The W3C VC standard defines the syntax and semantics of Verifiable Credentials. Many different protocols are being specified for carrying VCs from the issuer/IdP to the holder, and the holder to the verifier. Examples include:

• Aries RFC 0036: Issue Credential Protocol 1.0.,[2] and Aries RFC 0037: Present Proof Protocol 1.0[3]
• David W Chadwick, Romain Laborde, Arnaud Oglaza, Remi Venant, Samer Wazan, Manreet Nijjar “Improved Identity Management with Verifiable Credentials and FIDO”, IEEE Communications Standards Magazine Vol 3, Issue 4, Dec 2019, Pages 14–20

However, none of these protocols are standardized yet, and other competing protocols may still emerge. Many people who are experimenting with VCs today are using some flavor of HTTPS to carry VCs between the various parties. It is anticipated that in due course the most popular or de-facto protocol(s) will be standardized by the W3C or another standards body once more experience is gained.

One interesting feature of VCs, is that the holder of a VC does not always have to be the subject of the credential. In most cases users will hold their own VCs, just as we carry physical credentials around with us today i.e., the holder and the subject will be the same entity. But this will not always be the case. For example, when the VC subject is a pet, and the VC is a vaccination certificate, the holder may be the pet's owner; when the VC subject is an infant, and the VC is a birth certificate, the holder may be one or both parents.

Verifiable Credentials may be expressed using JSON. A VC is typically composed of: the context of the VC, the identity of the issuer, the date and time of issuing, the expiry date and time, the type of VC, the subject of the VC, one or more identity attributes of the VC subject, and finally the cryptographic proof created by the issuer to ensure the integrity and authenticity of the VC. No single proof mechanism is standardized.
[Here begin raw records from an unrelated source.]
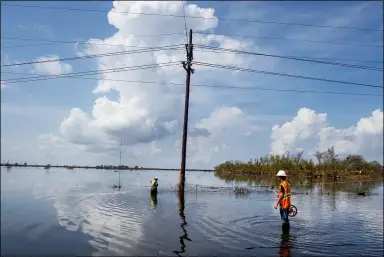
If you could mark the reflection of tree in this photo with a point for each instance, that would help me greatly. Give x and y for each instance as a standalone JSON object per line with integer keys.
{"x": 183, "y": 224}
{"x": 285, "y": 243}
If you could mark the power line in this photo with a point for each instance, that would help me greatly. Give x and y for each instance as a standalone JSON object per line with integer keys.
{"x": 220, "y": 86}
{"x": 201, "y": 33}
{"x": 94, "y": 72}
{"x": 283, "y": 74}
{"x": 324, "y": 58}
{"x": 291, "y": 39}
{"x": 195, "y": 17}
{"x": 87, "y": 42}
{"x": 290, "y": 58}
{"x": 79, "y": 42}
{"x": 185, "y": 22}
{"x": 143, "y": 50}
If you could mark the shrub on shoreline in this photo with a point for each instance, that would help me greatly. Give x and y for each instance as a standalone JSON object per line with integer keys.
{"x": 328, "y": 165}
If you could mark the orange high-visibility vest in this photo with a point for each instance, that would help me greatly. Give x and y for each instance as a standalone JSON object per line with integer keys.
{"x": 285, "y": 203}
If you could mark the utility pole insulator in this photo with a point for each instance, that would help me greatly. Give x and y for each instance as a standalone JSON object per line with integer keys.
{"x": 187, "y": 66}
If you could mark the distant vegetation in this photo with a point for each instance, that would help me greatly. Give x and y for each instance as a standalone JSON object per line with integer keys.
{"x": 329, "y": 165}
{"x": 99, "y": 167}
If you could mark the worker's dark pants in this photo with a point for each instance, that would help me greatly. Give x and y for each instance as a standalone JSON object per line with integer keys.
{"x": 284, "y": 215}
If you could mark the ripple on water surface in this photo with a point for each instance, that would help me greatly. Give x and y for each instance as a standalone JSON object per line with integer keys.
{"x": 127, "y": 222}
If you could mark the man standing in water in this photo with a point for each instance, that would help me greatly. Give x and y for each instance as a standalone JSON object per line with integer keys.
{"x": 154, "y": 185}
{"x": 284, "y": 197}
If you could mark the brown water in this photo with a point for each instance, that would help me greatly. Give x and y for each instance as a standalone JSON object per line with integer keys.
{"x": 76, "y": 212}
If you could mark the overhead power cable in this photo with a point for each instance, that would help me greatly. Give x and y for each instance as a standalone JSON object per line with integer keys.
{"x": 192, "y": 17}
{"x": 282, "y": 74}
{"x": 292, "y": 39}
{"x": 88, "y": 42}
{"x": 185, "y": 23}
{"x": 201, "y": 33}
{"x": 94, "y": 72}
{"x": 143, "y": 50}
{"x": 289, "y": 58}
{"x": 220, "y": 86}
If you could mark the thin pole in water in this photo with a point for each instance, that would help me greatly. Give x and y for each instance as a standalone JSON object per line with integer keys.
{"x": 121, "y": 143}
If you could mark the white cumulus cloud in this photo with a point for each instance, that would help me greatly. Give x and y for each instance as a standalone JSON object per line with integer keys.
{"x": 310, "y": 131}
{"x": 51, "y": 68}
{"x": 147, "y": 112}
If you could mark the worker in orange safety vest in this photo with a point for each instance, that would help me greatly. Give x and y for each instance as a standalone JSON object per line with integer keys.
{"x": 284, "y": 196}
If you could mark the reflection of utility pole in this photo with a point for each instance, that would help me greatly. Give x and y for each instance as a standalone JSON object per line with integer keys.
{"x": 187, "y": 66}
{"x": 183, "y": 224}
{"x": 121, "y": 144}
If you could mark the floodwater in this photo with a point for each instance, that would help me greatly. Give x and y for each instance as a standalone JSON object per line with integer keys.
{"x": 76, "y": 212}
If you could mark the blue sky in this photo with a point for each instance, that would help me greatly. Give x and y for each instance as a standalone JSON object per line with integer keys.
{"x": 32, "y": 109}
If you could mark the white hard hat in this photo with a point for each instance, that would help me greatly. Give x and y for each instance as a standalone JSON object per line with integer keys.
{"x": 281, "y": 173}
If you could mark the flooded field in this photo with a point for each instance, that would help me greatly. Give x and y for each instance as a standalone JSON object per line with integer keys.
{"x": 77, "y": 212}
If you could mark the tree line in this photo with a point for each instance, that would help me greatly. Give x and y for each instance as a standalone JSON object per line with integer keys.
{"x": 328, "y": 165}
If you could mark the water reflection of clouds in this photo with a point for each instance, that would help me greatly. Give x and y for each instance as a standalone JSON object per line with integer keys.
{"x": 125, "y": 223}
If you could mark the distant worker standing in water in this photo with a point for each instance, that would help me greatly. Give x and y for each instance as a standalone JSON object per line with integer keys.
{"x": 154, "y": 186}
{"x": 284, "y": 197}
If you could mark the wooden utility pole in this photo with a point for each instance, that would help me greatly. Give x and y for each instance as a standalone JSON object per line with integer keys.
{"x": 188, "y": 67}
On the contrary, the data model is flexible enough to support multiple existing cryptographic mechanisms, such as digital signatures. Proof mechanisms that are currently being used by implementors include: JSON Web Tokens with JSON Web Signatures, JSON-LD proofs, and zero-knowledge proofs using schemes such as IBM's anonymous credentials.
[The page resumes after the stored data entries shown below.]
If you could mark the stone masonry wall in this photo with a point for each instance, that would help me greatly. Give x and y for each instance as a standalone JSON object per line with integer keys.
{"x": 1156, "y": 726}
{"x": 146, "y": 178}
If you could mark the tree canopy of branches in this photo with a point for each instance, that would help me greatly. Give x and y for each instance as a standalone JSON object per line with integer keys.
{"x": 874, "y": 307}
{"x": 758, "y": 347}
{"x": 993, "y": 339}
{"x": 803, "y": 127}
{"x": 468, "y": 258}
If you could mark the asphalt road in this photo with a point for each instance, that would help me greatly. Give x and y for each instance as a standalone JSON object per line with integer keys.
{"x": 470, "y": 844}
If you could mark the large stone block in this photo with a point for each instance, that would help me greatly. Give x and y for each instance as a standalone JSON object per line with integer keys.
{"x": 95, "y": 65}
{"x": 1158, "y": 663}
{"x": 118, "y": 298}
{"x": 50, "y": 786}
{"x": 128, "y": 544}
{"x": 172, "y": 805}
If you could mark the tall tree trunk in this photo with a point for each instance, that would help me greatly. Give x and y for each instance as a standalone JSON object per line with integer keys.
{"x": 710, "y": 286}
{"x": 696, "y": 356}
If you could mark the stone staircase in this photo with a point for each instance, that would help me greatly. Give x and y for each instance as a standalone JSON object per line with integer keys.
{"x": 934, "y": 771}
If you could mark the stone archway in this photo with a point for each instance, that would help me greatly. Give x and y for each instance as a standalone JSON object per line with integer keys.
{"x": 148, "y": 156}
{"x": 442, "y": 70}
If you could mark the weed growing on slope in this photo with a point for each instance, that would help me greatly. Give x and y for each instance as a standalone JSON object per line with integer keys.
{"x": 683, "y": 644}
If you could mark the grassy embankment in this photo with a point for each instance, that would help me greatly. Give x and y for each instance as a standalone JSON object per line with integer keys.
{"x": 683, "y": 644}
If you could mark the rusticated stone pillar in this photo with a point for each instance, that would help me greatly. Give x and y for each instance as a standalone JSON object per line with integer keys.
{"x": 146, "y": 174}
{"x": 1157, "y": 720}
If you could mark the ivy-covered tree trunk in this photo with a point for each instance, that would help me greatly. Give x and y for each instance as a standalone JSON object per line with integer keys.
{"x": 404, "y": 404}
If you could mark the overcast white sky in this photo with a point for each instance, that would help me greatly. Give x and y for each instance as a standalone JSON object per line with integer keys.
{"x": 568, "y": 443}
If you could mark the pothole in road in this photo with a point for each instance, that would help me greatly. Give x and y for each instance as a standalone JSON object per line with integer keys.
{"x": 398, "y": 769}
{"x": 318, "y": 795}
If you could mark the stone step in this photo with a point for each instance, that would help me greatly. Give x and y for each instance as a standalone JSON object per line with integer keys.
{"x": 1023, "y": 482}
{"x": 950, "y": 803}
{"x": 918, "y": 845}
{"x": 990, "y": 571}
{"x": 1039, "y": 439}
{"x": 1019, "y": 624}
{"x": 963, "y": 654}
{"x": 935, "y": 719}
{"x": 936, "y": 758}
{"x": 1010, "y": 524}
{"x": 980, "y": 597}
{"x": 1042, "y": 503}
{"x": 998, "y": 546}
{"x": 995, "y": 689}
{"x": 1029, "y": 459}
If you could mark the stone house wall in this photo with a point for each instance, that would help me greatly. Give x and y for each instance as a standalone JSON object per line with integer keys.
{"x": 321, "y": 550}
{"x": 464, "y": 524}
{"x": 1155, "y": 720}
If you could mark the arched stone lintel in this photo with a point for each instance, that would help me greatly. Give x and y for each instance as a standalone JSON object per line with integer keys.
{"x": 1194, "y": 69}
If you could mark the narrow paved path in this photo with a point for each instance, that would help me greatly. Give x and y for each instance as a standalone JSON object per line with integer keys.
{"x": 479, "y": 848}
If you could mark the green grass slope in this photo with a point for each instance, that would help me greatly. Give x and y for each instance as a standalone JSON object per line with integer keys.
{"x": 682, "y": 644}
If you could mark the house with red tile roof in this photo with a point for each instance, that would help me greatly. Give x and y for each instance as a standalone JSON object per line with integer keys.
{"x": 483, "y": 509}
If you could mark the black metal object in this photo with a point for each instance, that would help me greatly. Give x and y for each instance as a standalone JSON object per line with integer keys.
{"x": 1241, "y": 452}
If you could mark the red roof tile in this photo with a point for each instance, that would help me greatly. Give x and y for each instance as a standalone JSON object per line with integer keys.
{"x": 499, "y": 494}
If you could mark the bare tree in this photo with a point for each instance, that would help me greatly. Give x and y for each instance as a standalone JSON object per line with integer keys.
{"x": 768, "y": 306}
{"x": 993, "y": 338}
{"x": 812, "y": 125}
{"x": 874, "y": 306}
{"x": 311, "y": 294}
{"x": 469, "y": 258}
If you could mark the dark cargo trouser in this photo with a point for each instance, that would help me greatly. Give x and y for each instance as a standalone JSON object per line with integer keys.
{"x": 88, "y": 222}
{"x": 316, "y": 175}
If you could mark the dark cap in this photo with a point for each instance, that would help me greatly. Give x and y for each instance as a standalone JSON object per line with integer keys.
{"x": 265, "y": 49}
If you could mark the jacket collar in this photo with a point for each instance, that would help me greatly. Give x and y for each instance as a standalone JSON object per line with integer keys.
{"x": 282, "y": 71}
The context of the VC, defined using the @context JSON property, is a JSON-LD construct that allows user friendly terms to be used for JSON properties. According to the VC data model, the value of many properties must be a URI. Whilst these are globally unambiguous, which is an important feature for an internationally standardized data model, they are not user friendly. Consequently the @context property allows short-form, user-friendly aliases to be defined for each URI. This makes it much easier, and more user friendly, to specify VCs. An example is given below.

{
  "@context": [
    "https://www.w3.org/2018/credentials/v1",
    "https://www.w3.org/2018/credentials/examples/v1"
  ],
  "id": "http://example.edu/credentials/3732",
  "type": ["VerifiableCredential", "UniversityDegreeCredential"],
  "issuer": "https://example.edu/issuers/14",
  "issuanceDate": "2010-01-01T19:23:24Z",
  "expirationDate": "2020-01-01T19:23:24Z",
  "credentialSubject": {
    "id": "did:example:ebfeb1f712ebc6f1c276e12ec21",
    "degree": {
      "type": "BachelorDegree",
      "name": "Bachelor of Science and Arts"
    }
  },
  "proof": { 
  }
}

W3C VC's are extensible. Not only can any new property be added to VCs, as determined by the issuer, but there are also some standard properties that have been defined specifically as extension points. These include the following:

terms of use

these are restrictions placed on the use of the VC by the issuer

schema

this defines the schema for the content of the VC

evidence

this allows the issuer to say what evidence it collected about the subject and/or attributes before issuing the VC

status

pointers to where a verifier can discover the current status of a VC (e.g., whether it has been revoked).